"Essa jovem mulher infeliz afirma que é a sua história. Se consigo compreender a tragédia dela, a minha resposta é clara: isso é completamente falso", escreveu o escritor, numa crónica publicada na terça-feira, no semanário Le Point, com o qual colabora regularmente.
"Para além da ferida aparente, não há nada em comum entre o drama insuportável desta mulher e a personagem Aube. A ferida não é única. Infelizmente, é partilhada por muitas outras vítimas. É visível. É a de centenas de pessoas", acrescentou Kamel Daoud, acusando a queixosa de ser "manipulada com o objetivo de atingir um objetivo: destruir um escritor (e) difamar a sua família".
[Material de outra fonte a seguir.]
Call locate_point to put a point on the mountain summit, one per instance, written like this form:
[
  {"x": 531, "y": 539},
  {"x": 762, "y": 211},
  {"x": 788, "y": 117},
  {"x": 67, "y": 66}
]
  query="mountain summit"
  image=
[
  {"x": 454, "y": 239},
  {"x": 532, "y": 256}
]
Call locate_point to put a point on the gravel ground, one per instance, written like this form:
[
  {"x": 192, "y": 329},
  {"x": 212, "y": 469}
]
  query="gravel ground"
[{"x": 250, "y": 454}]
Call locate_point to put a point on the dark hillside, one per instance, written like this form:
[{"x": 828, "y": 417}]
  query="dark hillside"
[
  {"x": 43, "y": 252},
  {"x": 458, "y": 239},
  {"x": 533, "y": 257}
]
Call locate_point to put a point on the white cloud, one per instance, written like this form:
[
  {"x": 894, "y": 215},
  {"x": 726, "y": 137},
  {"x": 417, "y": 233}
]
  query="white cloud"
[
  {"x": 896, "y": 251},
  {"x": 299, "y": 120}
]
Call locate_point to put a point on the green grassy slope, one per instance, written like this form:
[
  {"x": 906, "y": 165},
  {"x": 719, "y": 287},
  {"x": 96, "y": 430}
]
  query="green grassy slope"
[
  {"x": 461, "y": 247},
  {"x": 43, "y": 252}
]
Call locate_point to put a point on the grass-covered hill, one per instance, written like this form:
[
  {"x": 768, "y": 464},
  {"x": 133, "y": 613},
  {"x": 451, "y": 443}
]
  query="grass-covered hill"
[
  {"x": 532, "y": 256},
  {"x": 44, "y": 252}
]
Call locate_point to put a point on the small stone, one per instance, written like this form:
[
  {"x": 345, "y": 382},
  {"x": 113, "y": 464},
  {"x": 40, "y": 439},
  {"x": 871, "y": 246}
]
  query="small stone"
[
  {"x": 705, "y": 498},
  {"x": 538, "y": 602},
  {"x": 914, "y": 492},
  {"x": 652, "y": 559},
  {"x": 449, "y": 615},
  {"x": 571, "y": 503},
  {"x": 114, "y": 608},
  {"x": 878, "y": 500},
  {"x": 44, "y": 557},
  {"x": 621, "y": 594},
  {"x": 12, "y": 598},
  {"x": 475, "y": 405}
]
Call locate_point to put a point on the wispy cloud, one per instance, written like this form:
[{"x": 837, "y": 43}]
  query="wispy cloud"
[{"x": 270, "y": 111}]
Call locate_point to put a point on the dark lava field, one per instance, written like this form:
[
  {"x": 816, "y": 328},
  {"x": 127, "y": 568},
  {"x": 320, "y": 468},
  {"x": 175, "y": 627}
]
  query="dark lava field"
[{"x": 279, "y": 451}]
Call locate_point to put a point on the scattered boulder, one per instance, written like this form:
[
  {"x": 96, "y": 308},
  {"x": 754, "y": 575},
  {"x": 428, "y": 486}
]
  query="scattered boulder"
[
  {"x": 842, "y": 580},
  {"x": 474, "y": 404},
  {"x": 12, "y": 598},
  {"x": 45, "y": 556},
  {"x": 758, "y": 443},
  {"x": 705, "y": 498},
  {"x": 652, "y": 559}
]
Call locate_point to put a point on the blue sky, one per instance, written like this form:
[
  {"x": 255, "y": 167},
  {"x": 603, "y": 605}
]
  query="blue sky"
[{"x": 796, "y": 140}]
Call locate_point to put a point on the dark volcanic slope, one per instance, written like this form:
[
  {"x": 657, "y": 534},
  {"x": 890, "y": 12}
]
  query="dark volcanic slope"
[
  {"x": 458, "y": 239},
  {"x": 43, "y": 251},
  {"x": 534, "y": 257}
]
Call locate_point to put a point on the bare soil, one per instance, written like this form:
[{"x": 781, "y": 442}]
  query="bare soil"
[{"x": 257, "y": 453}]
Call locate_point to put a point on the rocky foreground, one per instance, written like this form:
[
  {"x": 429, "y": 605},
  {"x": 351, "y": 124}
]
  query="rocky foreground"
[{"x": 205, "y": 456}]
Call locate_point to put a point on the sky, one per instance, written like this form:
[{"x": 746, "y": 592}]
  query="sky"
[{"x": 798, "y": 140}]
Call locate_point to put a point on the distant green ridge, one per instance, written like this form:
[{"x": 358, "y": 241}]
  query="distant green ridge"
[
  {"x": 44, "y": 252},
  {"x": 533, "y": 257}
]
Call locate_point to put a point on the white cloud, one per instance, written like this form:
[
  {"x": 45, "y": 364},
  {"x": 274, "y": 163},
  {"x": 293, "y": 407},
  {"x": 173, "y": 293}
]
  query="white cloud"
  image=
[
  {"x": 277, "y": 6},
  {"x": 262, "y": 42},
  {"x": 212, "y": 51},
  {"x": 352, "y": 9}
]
Kamel Daoud e a sua mulher, que é psiquiatra, são acusados de terem usado, sem consentimento, a história de Saâda Arbane, sobrevivente de um massacre ocorrido durante a guerra civil na Argélia nos anos 1990, para escrever 'Houris'.
Foram apresentadas duas queixas contra o casal, uma das quais foi aceite por um tribunal. De acordo com a advogada da queixosa, Kamel Daoud e a mulher serão convocados a tribunal, em Orão, podendo ser julgados à revelia se não comparecerem.
Até agora, o escritor ainda não tinha respondido às acusações, mas a sua editora, Gallimard, já tinha denunciado "as violentas campanhas difamatórias orquestradas [contra o escritor] por certos meios de comunicação próximos de um regime cuja natureza é bem conhecida".
"'Houris' é uma obra de ficção, não é uma biografia. É a história trágica de um povo. [...] 'Houris' não revela nenhum segredo médico. A cânula [para respirar e falar], a cicatriz e as tatuagens não são segredos médicos, e a vida dessa mulher não é um segredo, como provam os seus próprios testemunhos. Basta ler o romance para perceber que não há qualquer ligação, a não ser a tragédia de um país', afirmou o autor, defendendo também a sua mulher, cujo "nome foi manchado pela difamação e pela mentira".
'Houris' venceu no dia 04 de novembro o Prémio Goncourt, o mais prestigiado da literatura francesa. No entanto, o livro não pôde ser publicado na Argélia, onde está sujeito a uma lei que proíbe obras sobre a "década negra" (1992-2002), que provocou pelo menos 200 mil mortes, segundo números oficiais.